I'm trying to summarize a data.frame
which contains date (or time) information.
Let's suppose this one containing hospitalization records by patient:
df <- data.frame(c(1, 2, 1, 1, 2, 2),
c(as.Date("2013/10/15"), as.Date("2014/10/15"), as.Date("2015/7/16"), as.Date("2016/1/7"), as.Date("2015/12/20"), as.Date("2015/12/25")))
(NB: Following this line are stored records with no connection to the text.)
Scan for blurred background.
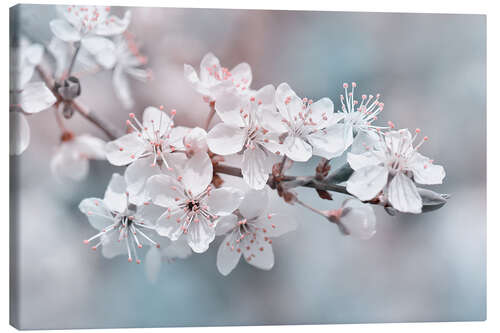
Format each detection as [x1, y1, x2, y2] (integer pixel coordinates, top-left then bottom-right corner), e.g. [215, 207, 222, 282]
[11, 5, 486, 329]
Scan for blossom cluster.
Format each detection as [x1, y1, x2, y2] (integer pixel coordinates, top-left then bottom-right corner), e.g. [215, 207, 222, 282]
[10, 6, 445, 280]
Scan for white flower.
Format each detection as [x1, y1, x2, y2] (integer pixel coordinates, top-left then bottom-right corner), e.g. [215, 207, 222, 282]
[19, 82, 57, 113]
[217, 190, 297, 275]
[96, 32, 151, 109]
[146, 154, 243, 253]
[10, 37, 44, 90]
[336, 82, 385, 150]
[79, 174, 164, 264]
[347, 129, 445, 213]
[274, 83, 344, 162]
[184, 53, 252, 102]
[9, 111, 30, 155]
[50, 5, 131, 54]
[50, 132, 106, 181]
[9, 82, 57, 155]
[327, 199, 377, 240]
[106, 106, 186, 200]
[207, 85, 279, 189]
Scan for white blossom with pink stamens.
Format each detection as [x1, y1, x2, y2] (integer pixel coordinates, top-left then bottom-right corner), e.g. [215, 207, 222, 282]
[146, 154, 243, 253]
[50, 5, 131, 55]
[269, 83, 344, 162]
[184, 53, 252, 102]
[217, 190, 297, 275]
[347, 129, 445, 214]
[207, 85, 286, 189]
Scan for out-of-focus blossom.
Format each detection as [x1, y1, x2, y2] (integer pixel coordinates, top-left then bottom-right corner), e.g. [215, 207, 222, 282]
[9, 111, 30, 155]
[79, 174, 161, 264]
[207, 85, 280, 189]
[19, 82, 57, 113]
[50, 5, 131, 55]
[50, 132, 106, 181]
[270, 83, 344, 162]
[96, 32, 151, 109]
[106, 106, 186, 200]
[327, 199, 377, 240]
[146, 154, 243, 253]
[184, 53, 252, 102]
[10, 37, 44, 90]
[347, 129, 445, 214]
[217, 190, 297, 275]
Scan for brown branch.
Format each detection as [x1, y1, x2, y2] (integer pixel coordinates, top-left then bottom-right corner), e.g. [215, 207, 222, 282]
[36, 65, 120, 140]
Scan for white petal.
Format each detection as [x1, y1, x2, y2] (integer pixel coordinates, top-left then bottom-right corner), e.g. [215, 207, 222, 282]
[124, 158, 160, 195]
[351, 131, 381, 154]
[82, 36, 115, 55]
[241, 146, 277, 190]
[387, 172, 422, 214]
[347, 152, 381, 170]
[182, 150, 213, 195]
[104, 173, 127, 213]
[93, 10, 131, 36]
[207, 123, 247, 155]
[385, 129, 413, 153]
[9, 112, 30, 155]
[146, 175, 183, 208]
[215, 214, 238, 236]
[239, 189, 268, 220]
[242, 233, 274, 270]
[207, 187, 243, 216]
[113, 65, 134, 109]
[340, 199, 376, 240]
[78, 198, 113, 231]
[257, 214, 298, 237]
[231, 62, 252, 88]
[19, 82, 56, 113]
[200, 53, 220, 85]
[145, 246, 161, 283]
[409, 152, 446, 185]
[50, 19, 81, 42]
[215, 90, 245, 127]
[310, 97, 344, 128]
[347, 165, 388, 201]
[105, 133, 147, 166]
[307, 124, 347, 160]
[156, 208, 184, 241]
[283, 136, 313, 162]
[187, 221, 215, 253]
[217, 233, 241, 276]
[142, 106, 173, 140]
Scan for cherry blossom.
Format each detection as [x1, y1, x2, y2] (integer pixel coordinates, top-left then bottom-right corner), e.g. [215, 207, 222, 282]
[10, 37, 44, 90]
[207, 85, 280, 189]
[79, 174, 161, 264]
[217, 190, 297, 275]
[146, 154, 243, 253]
[50, 132, 106, 181]
[184, 53, 252, 102]
[347, 129, 445, 214]
[92, 31, 151, 109]
[269, 83, 344, 162]
[50, 5, 131, 54]
[106, 106, 186, 195]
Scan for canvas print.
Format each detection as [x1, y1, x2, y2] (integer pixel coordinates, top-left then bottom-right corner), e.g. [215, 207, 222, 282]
[9, 5, 486, 329]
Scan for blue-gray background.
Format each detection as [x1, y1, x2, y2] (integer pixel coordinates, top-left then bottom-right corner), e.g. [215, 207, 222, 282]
[11, 5, 486, 328]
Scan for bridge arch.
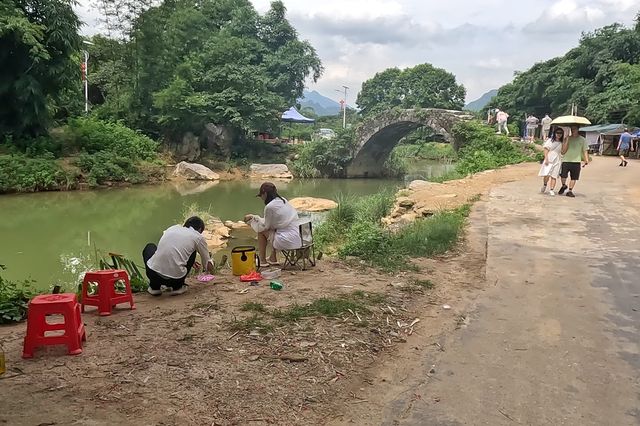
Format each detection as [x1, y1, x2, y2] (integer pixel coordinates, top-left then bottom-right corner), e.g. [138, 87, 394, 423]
[346, 108, 473, 177]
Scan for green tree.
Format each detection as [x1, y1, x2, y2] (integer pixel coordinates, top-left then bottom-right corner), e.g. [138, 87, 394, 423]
[0, 0, 80, 137]
[485, 19, 640, 124]
[92, 0, 322, 140]
[356, 64, 466, 114]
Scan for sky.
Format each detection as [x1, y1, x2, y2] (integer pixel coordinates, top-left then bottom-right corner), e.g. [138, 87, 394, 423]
[78, 0, 640, 104]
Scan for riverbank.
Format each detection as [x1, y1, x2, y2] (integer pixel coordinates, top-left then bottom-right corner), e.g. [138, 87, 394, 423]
[0, 164, 537, 425]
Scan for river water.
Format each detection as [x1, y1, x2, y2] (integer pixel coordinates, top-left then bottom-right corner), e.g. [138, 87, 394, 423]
[0, 164, 449, 289]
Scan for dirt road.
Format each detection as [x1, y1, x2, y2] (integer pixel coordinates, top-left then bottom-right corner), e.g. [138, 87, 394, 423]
[340, 157, 640, 425]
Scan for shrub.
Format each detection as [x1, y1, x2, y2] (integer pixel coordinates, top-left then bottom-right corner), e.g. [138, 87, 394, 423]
[453, 121, 535, 176]
[0, 154, 75, 193]
[382, 150, 409, 177]
[75, 152, 143, 186]
[354, 191, 395, 224]
[391, 210, 466, 257]
[291, 129, 355, 178]
[0, 265, 35, 324]
[59, 117, 158, 161]
[338, 222, 390, 258]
names(df) <- c("patient.id", "hospitalization.date")
df
looks like this:
> df
patient.id hospitalization.date
1 1 2013-10-15
2 2 2014-10-15
3 1 2015-07-16
4 1 2016-01-07
5 2 2015-12-20
6 2 2015-12-25
For each observation, I need to count the number of hospitalizations occuring in the 365 days before that hospitalization.
In my example it would be the new df$hospitalizations.last.year
column.
> df
patient.id hospitalization.date hospitalizations.last.year
1 1 2013-10-15 1
2 2 2014-10-15 1
3 1 2015-07-16 1
4 2 2015-12-20 1
5 2 2015-12-25 2
6 1 2016-01-07 2
7 2 2016-02-10 3
Note that the counter is including the number of previous records in the last 365 days, not only in the current year.
I'm trying to do that using dplyr
or data.table
because my dataset is huge and performance matters. ¿Is it possible?